Collegandosi idealmente alle sperimentazioni di Lucio Fontana e Alberto Burri, questa ricerca adotta una strategia linguistica in cui viene abolita ogni gerarchia espressiva e materica. Da qui l’uso di processualità e di tecniche diverse, così da spaziare in tutti i territori della comunicazione visiva, senza distinguere tra i valori energetici e fisici, concettuali e concreti di un fare che può oscillare dalla scultura alla performance, dalla fotografia alla televisione.
Un muoversi aperto e non lineare, ma sferico che porta l’attenzione all’aspetto contingente quanto al lato frammentario, contraddittorio, pluralistico, vagabondo e discontinuo del reale. Aperto ad un pensiero che tende a consolidarsi in processi mobili e variabili, il linguaggio dell’Arte Povera si è caratterizzato per l’interesse ad un uso filosofico, quanto concreto, di materiali eterogenei che vanno dalla storia dell’arte alla rappresentazione simbolica, dall’estetica del terrestre alla dinamica del celeste, da un’estetica del grezzo a una preoccupazione del naturale.
Impegnata in un agire che oscilla tra discorso metafisico e totalità sensoriale, arriva ad utilizzare acqua e pietra, fuoco ed elettricità, parole e idee fino a coinvolgere animali e vegetali, che assumono un’importanza particolare per il loro appartenere al mondo del primario e dell’essenziale. Momento di rottura e di frattura con il passato, tale ricerca ha reso possibile il transito tra l’alto e il basso, tra il pieno ed il vuoto, il conscio e l’inconscio, il grezzo e il morbido, il mentale e il sensuale che tutto avvolgono.

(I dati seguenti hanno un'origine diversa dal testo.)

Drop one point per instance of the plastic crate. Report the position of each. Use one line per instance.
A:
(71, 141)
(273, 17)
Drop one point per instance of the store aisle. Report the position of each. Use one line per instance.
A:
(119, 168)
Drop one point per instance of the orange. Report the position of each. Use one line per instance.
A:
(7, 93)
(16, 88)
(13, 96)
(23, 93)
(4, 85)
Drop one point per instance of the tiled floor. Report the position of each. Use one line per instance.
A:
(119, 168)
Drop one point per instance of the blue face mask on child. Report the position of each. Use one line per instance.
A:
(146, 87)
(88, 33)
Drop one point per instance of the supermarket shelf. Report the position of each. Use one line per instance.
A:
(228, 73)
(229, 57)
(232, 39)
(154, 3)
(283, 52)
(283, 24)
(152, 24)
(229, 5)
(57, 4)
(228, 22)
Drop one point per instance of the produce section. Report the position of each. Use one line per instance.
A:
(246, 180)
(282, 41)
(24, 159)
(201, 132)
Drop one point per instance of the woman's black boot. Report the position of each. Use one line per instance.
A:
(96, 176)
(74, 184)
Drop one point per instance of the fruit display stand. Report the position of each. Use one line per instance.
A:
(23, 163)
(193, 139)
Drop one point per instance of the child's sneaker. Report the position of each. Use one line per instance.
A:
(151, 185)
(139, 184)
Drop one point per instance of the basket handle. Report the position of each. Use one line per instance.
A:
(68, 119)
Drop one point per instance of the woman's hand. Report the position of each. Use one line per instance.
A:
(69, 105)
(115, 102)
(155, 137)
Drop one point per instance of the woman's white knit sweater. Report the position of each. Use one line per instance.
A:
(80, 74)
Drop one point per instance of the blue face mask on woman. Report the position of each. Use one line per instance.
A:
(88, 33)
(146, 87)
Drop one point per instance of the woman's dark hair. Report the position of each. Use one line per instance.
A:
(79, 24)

Rispetto a un’arte che, dalla pop alla minimal art, ha proposto un linguaggio quale strumento di natura immutabile e perfetta, figurale e industriale, l’Arte Povera si è impegnata in un atteggiamento iconoclasta e de-costruttivo che tiene conto dei problemi dell’esistenza e si muove in relazione alla molteplicità delle situazioni temporali e spaziali.
Un pluralismo linguistico che ne ha caratterizzato la poetica e costituito il magma culturale entro cui hanno operato artisti profondamente diversi tra loro. Ricusando ogni definizione, con la conseguente impossibilità a inserirlo – ancora oggi – in una rigida codificazione, il movimento dell’Arte Povera ha nondimeno acquisito negli anni, per il suo innovativo e originale contributo, dovuto alle singole individualità, una definitiva importanza, paragonabile al Futurismo italiano, nell’ambito della scena dell’arte contemporanea internazionale.